In Need of a Mini Reno

 

Along the northwest side of our house is an area I refer to as The Formal Garden.  This was one of my earliest garden areas to develop.  It is essentially a corridor between the front and back of the house.  As I’ve been clearing up this spring I’ve noticed that many of the original perennials and some of the newer ones too, have either died or just worn themselves out.  The woody plants, however, are going gangbusters.

When we moved in sixteen years ago, the Rhododendron were small, there was a Spruce and lots of grass.

Now the essence of this garden space is as follows:

  • The framework consists of evergreens: Rhododendron and Yew on one side and Boxwood on the other, with Hollies at the corners.
  • A hedge of Panicle Hydrangea ‘Tardiva’ fronts the Boxwood for late summer interest and is interrupted by ‘Degroot’s Spire’ Arborvitae.
  • Ferns, Coral Bells, Hostas, and Sedges add interest on the shady side under the Rhododendron.
  • Lady’s Mantle, Cat Mint, Artemesia, Salvia and Sedum fill in front of the Hydrangeas where there is more sun.

 

Here is the Formal Garden through the seasons:

Mid March the Hydrangea paniculata ‘Tardiva’ just before pruning.  This plant will grow to the size of a small tree and the flowers will be at the top of the plant.  We (Amanda and me) take this down to about 24″ – 30″ in early spring.  This Hydrangea blooms on new wood, so you never have to worry about taking off the flower buds.  Note Amanda’s little rascal Daphne as a pup last year.

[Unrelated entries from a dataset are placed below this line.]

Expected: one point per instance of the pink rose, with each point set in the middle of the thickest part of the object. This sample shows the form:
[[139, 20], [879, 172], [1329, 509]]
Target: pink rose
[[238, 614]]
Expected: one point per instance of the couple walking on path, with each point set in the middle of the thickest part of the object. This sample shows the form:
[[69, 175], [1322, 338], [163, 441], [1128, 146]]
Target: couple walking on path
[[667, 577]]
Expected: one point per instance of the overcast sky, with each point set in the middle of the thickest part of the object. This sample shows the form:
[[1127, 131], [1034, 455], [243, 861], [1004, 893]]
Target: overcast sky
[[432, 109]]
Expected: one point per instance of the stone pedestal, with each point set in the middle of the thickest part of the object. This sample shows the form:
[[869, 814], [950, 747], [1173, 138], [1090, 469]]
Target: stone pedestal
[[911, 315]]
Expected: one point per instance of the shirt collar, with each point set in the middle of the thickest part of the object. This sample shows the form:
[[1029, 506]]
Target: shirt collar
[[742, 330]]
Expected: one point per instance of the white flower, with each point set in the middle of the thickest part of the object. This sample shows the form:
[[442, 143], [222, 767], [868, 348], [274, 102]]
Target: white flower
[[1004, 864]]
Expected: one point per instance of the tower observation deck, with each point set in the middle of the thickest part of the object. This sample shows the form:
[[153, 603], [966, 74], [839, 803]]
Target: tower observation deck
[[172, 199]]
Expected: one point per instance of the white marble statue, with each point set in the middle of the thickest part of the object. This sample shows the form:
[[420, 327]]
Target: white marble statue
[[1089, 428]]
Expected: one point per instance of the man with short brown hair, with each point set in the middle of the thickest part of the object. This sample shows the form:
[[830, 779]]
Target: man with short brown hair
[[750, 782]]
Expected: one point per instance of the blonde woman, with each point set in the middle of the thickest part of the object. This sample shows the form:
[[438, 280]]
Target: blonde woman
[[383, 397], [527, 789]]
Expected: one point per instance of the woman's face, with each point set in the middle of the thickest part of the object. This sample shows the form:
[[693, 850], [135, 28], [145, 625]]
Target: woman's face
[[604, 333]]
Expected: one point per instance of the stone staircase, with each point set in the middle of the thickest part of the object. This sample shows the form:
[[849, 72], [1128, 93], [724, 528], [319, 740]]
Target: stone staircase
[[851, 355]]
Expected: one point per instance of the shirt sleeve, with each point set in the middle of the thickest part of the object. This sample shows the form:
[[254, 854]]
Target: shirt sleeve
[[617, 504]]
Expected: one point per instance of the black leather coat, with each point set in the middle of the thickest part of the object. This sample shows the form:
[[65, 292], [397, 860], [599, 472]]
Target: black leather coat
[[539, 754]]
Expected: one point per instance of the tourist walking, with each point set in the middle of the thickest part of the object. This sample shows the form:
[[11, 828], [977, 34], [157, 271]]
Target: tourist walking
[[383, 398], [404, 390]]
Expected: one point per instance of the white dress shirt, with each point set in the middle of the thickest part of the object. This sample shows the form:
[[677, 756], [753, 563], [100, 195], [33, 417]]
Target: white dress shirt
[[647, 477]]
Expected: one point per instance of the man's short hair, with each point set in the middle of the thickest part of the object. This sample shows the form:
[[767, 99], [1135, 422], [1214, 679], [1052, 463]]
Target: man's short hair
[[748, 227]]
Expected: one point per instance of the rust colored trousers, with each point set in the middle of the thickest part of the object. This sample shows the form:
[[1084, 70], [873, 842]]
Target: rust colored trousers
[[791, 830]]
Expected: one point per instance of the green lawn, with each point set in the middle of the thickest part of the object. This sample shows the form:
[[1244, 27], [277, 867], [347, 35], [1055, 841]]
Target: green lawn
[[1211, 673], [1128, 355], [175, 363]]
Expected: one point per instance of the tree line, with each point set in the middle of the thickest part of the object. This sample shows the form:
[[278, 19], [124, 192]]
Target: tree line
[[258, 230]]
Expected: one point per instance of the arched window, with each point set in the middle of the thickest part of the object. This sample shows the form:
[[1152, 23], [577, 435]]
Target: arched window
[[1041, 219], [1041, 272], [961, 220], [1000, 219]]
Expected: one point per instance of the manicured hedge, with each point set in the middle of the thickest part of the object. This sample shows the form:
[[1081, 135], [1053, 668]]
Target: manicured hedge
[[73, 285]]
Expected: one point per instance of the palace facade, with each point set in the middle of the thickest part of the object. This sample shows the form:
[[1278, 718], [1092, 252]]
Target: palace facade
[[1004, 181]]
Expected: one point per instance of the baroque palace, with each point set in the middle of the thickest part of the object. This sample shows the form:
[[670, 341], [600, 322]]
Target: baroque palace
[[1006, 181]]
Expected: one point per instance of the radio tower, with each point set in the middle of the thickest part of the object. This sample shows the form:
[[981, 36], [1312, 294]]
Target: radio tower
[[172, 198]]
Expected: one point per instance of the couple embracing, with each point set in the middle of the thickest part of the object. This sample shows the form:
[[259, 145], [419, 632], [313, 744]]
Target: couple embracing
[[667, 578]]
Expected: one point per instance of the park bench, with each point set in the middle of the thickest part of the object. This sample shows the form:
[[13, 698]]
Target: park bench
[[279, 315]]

April after pruning and perennial clean up.  The Hydrangeas are pretty rough-looking, but they won’t be for long.  The perennials are just starting to green up.  The evergreens give the space structure during this spare time.  I really need to add some spring bulbs to this garden.

In May the Hyrangeas have cloaked themselves in leaves and the perennials are looking great.  Also in May the Rhododendron catawbiense bloom (see top picture).  Notice in the gravel one of my new favorite plants:  Lysmachia atropurpurea ‘Beaujolais’.  This is a short-lived biennial that, in my experience, comes true from seed.  It is not invasive like Lysmachia clethroides, Gooseneck Loosestrife, but it will seed around.  I originally bought three plants and it seeded back.  I collected seed last year and spread it around, but have seen only a few seedlings so far.  Wear gloves to collect seed as they are really sharp.

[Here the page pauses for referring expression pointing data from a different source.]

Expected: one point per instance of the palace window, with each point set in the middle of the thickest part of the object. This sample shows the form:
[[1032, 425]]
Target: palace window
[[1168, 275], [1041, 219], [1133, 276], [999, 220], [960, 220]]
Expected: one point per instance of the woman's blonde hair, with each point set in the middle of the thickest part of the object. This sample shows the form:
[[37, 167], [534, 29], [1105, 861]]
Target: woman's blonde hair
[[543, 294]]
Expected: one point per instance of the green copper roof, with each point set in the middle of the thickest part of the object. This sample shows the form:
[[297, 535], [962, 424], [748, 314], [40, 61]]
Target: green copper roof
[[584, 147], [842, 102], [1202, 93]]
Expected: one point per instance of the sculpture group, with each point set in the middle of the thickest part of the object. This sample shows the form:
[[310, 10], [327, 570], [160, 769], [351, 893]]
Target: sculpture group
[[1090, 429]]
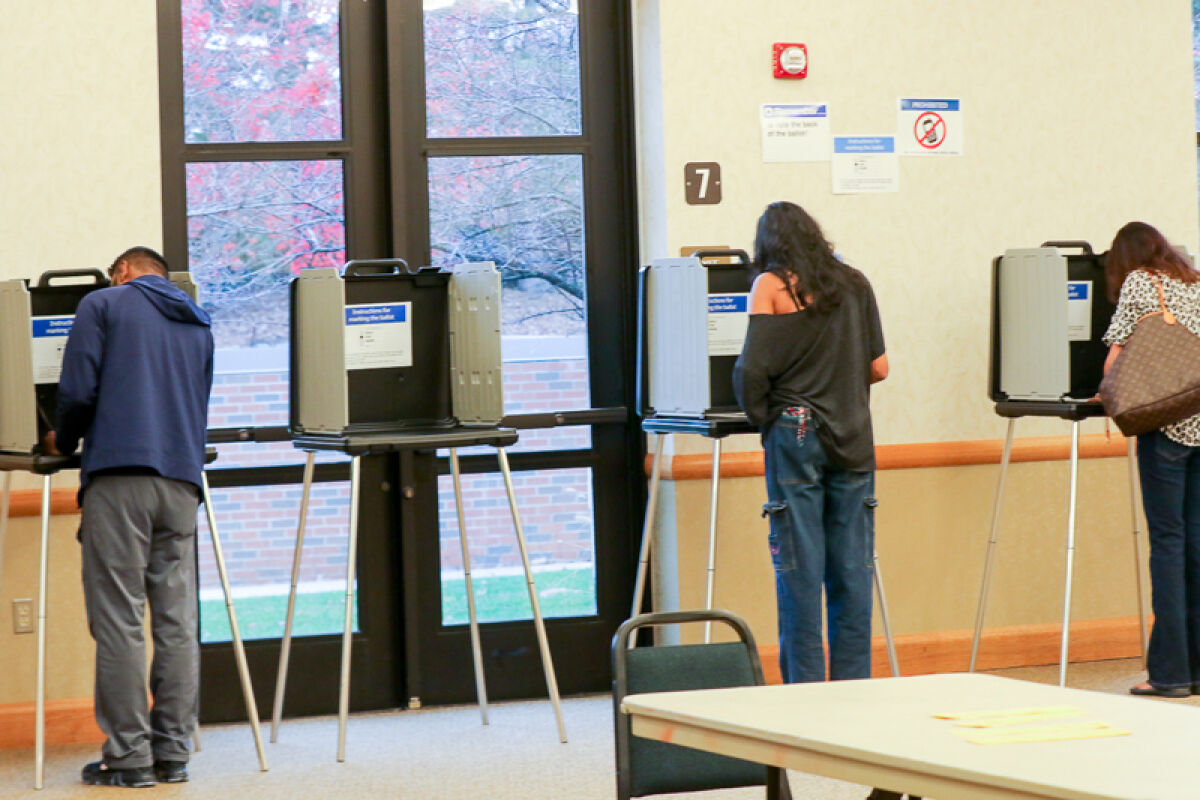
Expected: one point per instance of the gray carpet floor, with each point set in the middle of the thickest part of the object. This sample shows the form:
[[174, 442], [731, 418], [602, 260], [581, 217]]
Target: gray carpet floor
[[444, 755]]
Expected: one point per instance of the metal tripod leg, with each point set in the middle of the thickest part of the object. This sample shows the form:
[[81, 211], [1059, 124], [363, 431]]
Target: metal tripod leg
[[477, 651], [1071, 552], [40, 699], [643, 559], [343, 692], [1134, 493], [281, 678], [883, 617], [4, 517], [539, 624], [713, 492], [239, 650], [991, 542]]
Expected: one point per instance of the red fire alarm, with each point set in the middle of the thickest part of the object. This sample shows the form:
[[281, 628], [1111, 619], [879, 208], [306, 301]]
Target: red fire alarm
[[790, 60]]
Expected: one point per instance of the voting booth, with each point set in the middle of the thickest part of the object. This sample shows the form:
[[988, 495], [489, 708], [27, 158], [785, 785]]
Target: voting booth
[[387, 358], [378, 349], [35, 323], [35, 320], [1049, 314], [693, 317]]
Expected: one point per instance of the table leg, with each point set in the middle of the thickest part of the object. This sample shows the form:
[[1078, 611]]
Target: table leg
[[893, 662], [343, 693], [713, 492], [239, 649], [1134, 493], [643, 559], [477, 650], [539, 624], [281, 678], [991, 543], [40, 711], [1071, 552]]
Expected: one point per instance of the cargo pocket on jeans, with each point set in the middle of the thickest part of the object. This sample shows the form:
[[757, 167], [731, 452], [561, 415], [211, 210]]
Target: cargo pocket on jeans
[[779, 537], [870, 504]]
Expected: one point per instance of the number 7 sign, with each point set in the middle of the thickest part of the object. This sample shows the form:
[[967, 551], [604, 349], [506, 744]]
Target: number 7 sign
[[702, 182]]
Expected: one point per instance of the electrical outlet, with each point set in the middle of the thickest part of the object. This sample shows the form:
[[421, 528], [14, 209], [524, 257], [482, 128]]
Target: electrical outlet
[[23, 617]]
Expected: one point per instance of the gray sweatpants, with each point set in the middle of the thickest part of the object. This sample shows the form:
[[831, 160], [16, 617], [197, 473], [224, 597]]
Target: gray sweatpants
[[139, 545]]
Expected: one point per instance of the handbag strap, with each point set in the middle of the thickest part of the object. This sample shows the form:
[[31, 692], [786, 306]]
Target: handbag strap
[[1168, 317]]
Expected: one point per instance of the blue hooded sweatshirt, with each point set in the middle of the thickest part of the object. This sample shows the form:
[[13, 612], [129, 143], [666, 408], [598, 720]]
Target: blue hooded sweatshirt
[[137, 372]]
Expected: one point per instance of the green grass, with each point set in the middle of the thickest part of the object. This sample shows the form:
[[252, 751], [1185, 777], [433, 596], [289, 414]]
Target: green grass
[[561, 593], [262, 618]]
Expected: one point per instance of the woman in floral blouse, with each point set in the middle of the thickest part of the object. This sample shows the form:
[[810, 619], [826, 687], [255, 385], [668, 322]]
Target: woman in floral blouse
[[1140, 263]]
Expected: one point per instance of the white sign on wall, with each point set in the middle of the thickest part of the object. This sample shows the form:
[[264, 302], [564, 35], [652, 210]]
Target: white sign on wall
[[930, 127], [379, 335], [796, 132], [864, 164]]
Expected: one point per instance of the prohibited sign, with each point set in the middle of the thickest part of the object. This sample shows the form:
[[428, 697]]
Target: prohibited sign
[[930, 127], [929, 130]]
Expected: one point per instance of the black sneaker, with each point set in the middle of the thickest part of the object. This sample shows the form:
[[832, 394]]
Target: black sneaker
[[171, 771], [101, 774]]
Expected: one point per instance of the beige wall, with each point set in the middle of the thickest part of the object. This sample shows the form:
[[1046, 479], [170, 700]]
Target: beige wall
[[79, 181], [1051, 151]]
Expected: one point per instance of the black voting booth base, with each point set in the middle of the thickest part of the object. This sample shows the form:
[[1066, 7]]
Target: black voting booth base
[[391, 410], [1086, 360]]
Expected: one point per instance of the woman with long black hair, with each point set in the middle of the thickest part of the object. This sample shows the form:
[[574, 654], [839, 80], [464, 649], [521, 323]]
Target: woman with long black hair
[[1147, 272], [813, 350]]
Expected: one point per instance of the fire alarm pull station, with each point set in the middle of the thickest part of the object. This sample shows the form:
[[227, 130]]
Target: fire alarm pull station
[[790, 60]]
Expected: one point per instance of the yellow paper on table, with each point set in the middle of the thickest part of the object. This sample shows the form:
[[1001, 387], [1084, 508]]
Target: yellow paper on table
[[1023, 719], [1008, 713], [1044, 733]]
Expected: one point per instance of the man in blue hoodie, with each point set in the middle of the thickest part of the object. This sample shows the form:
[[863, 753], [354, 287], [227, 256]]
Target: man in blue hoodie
[[136, 378]]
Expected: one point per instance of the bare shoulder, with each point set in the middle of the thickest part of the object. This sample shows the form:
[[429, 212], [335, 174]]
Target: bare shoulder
[[762, 294]]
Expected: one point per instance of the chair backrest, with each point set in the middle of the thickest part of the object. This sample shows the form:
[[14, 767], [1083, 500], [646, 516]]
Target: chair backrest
[[647, 767]]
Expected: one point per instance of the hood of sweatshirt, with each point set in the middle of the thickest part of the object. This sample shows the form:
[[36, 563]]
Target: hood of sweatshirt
[[171, 301]]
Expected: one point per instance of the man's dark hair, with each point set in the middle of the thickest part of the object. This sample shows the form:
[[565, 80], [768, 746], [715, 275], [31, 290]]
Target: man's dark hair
[[143, 259]]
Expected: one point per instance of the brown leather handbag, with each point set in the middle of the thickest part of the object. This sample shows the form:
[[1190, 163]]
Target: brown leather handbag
[[1156, 378]]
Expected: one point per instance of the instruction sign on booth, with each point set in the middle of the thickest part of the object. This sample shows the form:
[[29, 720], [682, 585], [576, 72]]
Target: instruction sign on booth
[[930, 127], [378, 335]]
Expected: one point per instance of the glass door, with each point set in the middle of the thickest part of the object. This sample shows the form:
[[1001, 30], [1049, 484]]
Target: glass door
[[517, 154], [267, 172]]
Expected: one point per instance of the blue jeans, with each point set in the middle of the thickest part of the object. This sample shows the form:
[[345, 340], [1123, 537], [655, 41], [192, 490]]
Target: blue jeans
[[1170, 495], [822, 534]]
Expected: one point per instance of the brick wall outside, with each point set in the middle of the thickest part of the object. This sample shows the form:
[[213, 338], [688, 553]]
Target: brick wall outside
[[257, 523]]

Mid summer is mainly lush and green.  I use the silver of Artemesia ‘Powis Castle’, Stachys byzantina ‘Helen von Stein’, and the variegation of Caryopteris divaricata ‘Snow Fairy to brighten this up.  On the Rhododendron side are chartreuse Carex ‘Everillo’ and various hostas for texture and color.  I don’t usually like chartreuse and silver in the same area, but for some reason this does not offend.

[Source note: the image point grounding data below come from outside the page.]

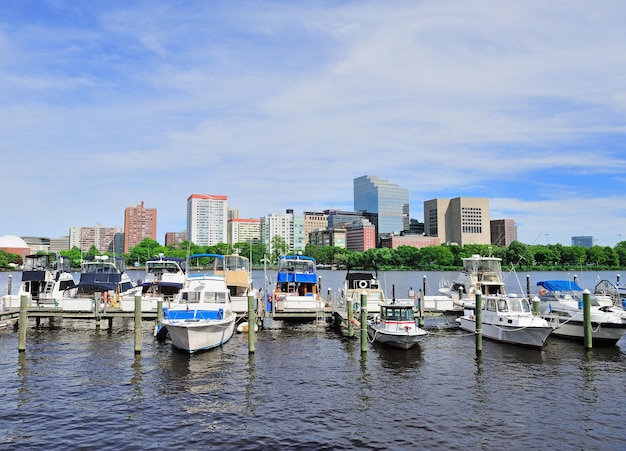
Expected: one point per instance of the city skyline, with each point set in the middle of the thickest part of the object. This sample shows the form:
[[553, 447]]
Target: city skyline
[[280, 105]]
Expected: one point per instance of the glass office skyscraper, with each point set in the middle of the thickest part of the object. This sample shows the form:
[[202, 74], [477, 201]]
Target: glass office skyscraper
[[388, 201]]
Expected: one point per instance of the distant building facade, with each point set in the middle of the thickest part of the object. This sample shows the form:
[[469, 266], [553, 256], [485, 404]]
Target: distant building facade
[[328, 237], [503, 232], [388, 201], [274, 225], [207, 219], [314, 220], [418, 241], [175, 237], [462, 220], [361, 236], [104, 239], [242, 230], [139, 223], [582, 241]]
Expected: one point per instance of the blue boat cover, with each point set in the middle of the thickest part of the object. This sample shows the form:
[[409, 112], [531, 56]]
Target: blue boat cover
[[559, 285]]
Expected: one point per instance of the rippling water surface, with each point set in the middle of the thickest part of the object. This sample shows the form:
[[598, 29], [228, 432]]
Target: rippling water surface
[[305, 387]]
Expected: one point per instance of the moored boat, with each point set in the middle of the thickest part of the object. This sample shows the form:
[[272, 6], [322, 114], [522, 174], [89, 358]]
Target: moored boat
[[395, 325], [562, 306], [164, 278], [507, 319], [46, 278], [359, 283], [103, 281], [297, 288]]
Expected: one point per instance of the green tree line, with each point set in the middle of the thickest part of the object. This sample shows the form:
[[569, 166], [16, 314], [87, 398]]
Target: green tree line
[[442, 257]]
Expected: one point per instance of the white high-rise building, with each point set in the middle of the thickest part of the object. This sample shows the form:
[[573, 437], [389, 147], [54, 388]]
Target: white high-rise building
[[207, 219], [277, 225]]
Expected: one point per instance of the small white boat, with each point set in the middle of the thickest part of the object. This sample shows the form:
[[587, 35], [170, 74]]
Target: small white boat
[[46, 278], [164, 278], [395, 326], [203, 317], [297, 288], [507, 319], [562, 306], [359, 283]]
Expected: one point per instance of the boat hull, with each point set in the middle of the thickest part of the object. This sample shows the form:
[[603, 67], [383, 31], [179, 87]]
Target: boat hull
[[530, 336], [601, 333], [199, 335], [397, 339]]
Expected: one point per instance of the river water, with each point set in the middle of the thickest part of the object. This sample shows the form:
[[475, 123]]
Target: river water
[[306, 387]]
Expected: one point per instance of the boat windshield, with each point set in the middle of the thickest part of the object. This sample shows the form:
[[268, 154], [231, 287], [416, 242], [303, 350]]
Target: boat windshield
[[209, 296], [398, 314], [519, 305]]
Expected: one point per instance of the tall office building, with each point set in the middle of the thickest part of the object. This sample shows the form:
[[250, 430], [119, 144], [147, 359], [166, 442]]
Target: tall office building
[[313, 221], [462, 220], [503, 232], [274, 225], [139, 223], [242, 230], [388, 201], [207, 219]]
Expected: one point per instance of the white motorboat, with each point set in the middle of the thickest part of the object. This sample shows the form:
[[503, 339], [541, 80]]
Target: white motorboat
[[395, 326], [507, 319], [359, 283], [562, 306], [297, 288], [237, 272], [46, 278], [203, 317], [164, 278], [479, 273]]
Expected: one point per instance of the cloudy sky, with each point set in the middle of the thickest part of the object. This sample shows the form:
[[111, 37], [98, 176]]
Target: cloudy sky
[[281, 104]]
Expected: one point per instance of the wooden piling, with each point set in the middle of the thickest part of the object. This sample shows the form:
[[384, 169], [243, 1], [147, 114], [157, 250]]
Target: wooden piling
[[251, 325], [536, 306], [479, 322], [350, 318], [587, 319], [23, 321], [363, 322], [159, 314], [138, 324]]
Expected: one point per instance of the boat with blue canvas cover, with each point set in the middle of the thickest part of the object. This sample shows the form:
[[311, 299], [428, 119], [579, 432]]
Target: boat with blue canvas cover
[[297, 291], [202, 318], [46, 279], [562, 306], [395, 325]]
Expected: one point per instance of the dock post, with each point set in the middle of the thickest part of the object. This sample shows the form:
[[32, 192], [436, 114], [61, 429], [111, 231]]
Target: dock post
[[137, 324], [536, 306], [21, 344], [479, 322], [159, 313], [251, 325], [350, 317], [363, 322], [587, 318]]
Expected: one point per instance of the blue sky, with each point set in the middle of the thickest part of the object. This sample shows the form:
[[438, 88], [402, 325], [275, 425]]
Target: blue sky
[[281, 104]]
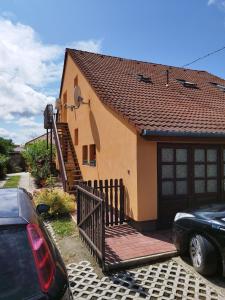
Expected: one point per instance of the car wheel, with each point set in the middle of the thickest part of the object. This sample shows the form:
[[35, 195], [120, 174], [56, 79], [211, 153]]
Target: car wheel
[[203, 255]]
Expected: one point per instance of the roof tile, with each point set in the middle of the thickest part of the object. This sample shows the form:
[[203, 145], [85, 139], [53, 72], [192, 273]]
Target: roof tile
[[154, 106]]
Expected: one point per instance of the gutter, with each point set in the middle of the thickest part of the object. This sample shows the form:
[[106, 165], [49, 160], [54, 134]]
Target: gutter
[[146, 133]]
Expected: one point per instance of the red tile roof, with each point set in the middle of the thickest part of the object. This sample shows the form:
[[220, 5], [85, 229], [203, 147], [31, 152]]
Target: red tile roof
[[155, 107]]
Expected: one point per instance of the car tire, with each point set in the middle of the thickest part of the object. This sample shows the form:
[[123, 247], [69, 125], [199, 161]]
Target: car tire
[[203, 255]]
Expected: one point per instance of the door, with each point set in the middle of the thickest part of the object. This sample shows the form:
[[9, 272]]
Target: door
[[188, 176]]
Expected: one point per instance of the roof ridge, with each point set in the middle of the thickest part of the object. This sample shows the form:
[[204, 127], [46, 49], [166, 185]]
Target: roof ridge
[[136, 60]]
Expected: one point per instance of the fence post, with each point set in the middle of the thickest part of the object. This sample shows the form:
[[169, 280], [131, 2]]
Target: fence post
[[121, 201], [116, 202], [78, 206], [103, 230]]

By August, the Hydrangea paniculata ‘Tardiva’ are strutting their stuff.

And by November the evergreens are starting to show up again.

One of the best perennial combinations in this garden has been Alchemilla mollis, Nepeta ‘Walkers Low’, and Stachys byzantina ‘Helen von Stein’.  As “they” say, this was a happy accident.  I was looking for bargain plants to fill this border and found these at a great price.  The Alchemilla and Nepeta green up early and bloom at the same time.  The Stachys gives a nice textural contrast and sets the other two off.  Now I use this combo regularly in my designs.  These perennials are long-lived and solid performers.  However, after many years this particular planting has worn out.  The Nepeta has shifted around in the bed and the Alchemilla has died out in the centers.  I will probably replace these this year with more of the same because it works so well and I really enjoy it.

Opposing this is the Hosta, Fern, Heuchera, and Carex.  The problem on this side is that the voles just about decimated my Hosta collection.  Every morning last summer I would walk out and find another Hosta laying on top of the soil with no roots.  Voles were a really big problem in our area last year.  I’m hoping that was a population peak and we won’t see as much damage this year.  I’m doing two things to combat the Voles:  1)  I’m going to dig up every Hosta (argh!), lay hardware cloth in the hole, and backfill with soil amended with Permatill and Molemax, and 2) We have two young cats who I’m hoping turn out to be good hunters!